Company as eligible to participate in the Plan and who is listed on an Appendix
attached hereto."

                                       3.

         Section 5.1 of the Plan is hereby amended by deleting such section in
its entirety and substituting the following:

                  "5.1 Payment of Costs and Expenses: All costs of providing the
         benefits under the Plan and the expenses thereof, including the cost of
         the Committee and the Administrator and any Actuary, shall be paid from
         the general assets of the Company (or with respect to Participants
         employed by an Adopting Employer, from the general assets of such
         Adopting Employer)."

                                       4.

         Article X of the Plan is hereby amended by deleting such article in its
entirety and substituting the following:

                                   "Article X
                                      Trust

         "The benefits provided by this Plan shall be unfunded. All amounts
         payable under this Plan to a Participant shall be paid from the general
         assets of the employer which principally employs the Participant (the
         "Obligated Employer"), and nothing contained in this Plan shall require
         the Obligated Employer to set aside or hold in trust any amounts or
         assets for the purpose of paying benefits to Participants. This Plan
         shall create only a contractual obligation on the part of the Obligated
         Employer and Participants shall have the status of general unsecured
         creditors of the Obligated Employer under the Plan with respect to
         amounts of Compensation they defer hereunder or any other obligation of
         the Obligated Employer to pay benefits pursuant hereto. Any funds of
         the Obligated Employer available to pay benefits pursuant to the Plan
         shall be subject to the claims of general creditors of the Obligated
         Employer, and may be used for any purpose by the Obligated Employer.

                  Notwithstanding the preceding paragraph, the Obligated
         Employer may at any time transfer assets to a trust for purposes of
         paying all or any part of its obligations under this Plan. However, to
         the extent provided in the trust only, such transferred amounts shall
         remain subject to the claims of general creditors of the Obligated
         Employer. To the extent that assets are held in a trust when a
         Participant's benefits under the Plan become payable, the Plan
         Administrator shall direct the trustee to pay such benefits to the
         Participant from the assets of the trust."



                                       5.

         Article XII of the Plan is hereby amended by adding the following new
section 12.8:

                  "12.8 Guarantee of Performance: In consideration of each
         Participant's performance of valuable services that inure to the
         financial benefit of the Company, the Company does hereby agree to
         perform all of the obligations and responsibilities and pay any
         benefits due and owing to a Participant under the Plan if the Obligated
         Employer (as defined in Article X) designated to perform such
         obligations and responsibilities or pay such benefits fails or is
         unable to do so."

                                       6.
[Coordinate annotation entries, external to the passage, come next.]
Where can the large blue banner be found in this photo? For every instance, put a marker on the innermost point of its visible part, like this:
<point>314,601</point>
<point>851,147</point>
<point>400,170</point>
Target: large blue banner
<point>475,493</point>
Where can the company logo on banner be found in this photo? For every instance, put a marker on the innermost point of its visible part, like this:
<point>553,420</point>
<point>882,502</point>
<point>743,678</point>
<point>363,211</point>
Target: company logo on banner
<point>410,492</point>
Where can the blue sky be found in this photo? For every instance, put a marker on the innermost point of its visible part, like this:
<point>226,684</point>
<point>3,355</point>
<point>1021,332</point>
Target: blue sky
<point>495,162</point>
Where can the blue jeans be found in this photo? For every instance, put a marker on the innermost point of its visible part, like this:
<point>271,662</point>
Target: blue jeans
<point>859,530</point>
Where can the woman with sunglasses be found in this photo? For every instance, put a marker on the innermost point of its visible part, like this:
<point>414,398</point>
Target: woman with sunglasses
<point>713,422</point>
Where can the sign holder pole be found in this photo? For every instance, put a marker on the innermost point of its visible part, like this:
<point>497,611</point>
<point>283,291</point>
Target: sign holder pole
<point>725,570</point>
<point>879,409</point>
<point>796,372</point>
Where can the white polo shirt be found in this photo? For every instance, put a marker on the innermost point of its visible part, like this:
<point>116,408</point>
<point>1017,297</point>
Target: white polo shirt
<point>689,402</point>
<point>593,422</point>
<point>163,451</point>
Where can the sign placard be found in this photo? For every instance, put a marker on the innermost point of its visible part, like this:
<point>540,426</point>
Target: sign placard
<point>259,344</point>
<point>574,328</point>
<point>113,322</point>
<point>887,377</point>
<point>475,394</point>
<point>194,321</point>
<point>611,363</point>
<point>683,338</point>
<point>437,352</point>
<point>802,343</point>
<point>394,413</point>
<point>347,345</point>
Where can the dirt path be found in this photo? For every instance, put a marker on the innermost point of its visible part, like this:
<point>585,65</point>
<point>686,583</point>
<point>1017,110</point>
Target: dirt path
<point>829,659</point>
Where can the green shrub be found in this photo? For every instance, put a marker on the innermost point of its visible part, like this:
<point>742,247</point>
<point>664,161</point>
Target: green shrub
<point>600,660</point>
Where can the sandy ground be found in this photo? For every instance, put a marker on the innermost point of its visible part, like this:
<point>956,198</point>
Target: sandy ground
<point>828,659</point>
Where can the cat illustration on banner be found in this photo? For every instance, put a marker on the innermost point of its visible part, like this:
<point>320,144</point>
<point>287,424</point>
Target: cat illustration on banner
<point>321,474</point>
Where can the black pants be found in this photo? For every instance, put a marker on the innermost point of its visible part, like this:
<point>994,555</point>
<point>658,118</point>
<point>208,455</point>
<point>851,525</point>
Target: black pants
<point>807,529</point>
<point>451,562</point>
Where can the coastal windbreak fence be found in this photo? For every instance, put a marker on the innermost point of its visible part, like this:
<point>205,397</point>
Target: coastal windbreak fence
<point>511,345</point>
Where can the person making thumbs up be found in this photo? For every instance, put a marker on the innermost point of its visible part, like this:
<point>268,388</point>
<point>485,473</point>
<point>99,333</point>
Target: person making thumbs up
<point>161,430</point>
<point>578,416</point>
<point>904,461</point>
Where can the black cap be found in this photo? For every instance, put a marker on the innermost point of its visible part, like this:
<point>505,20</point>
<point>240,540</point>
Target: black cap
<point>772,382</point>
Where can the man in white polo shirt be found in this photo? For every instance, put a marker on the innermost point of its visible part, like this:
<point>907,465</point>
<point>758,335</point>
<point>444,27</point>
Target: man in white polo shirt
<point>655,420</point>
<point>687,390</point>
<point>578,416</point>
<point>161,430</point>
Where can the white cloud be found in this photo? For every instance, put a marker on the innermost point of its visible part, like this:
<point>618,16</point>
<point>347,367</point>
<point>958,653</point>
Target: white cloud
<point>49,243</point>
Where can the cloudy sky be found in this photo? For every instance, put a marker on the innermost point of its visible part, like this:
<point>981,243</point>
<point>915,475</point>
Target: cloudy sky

         The Plan is hereby amended by incorporating the following as Schedule
1:

                                   "Schedule 1
                               Adopting Employers

         North Bros, Inc.
         National Service Industries, Inc. of Georgia
         NSI Enterprises, Inc.
         Zep Manufacturing Company
         NSI Services, L.P."

                                       7.

         This Amendment shall be effective August 31, 1996.

                                       8.

         Except as provided herein, the provisions of the Plan shall remain in
full force and effect.

         IN WITNESS WHEREOF, NSI has caused this Amendment No. 2 to be executed
by its duly authorized corporate officer and is hereby accepted the same as of
the date and year first written above.


ATTEST:                                     NATIONAL SERVICE INDUSTRIES, INC.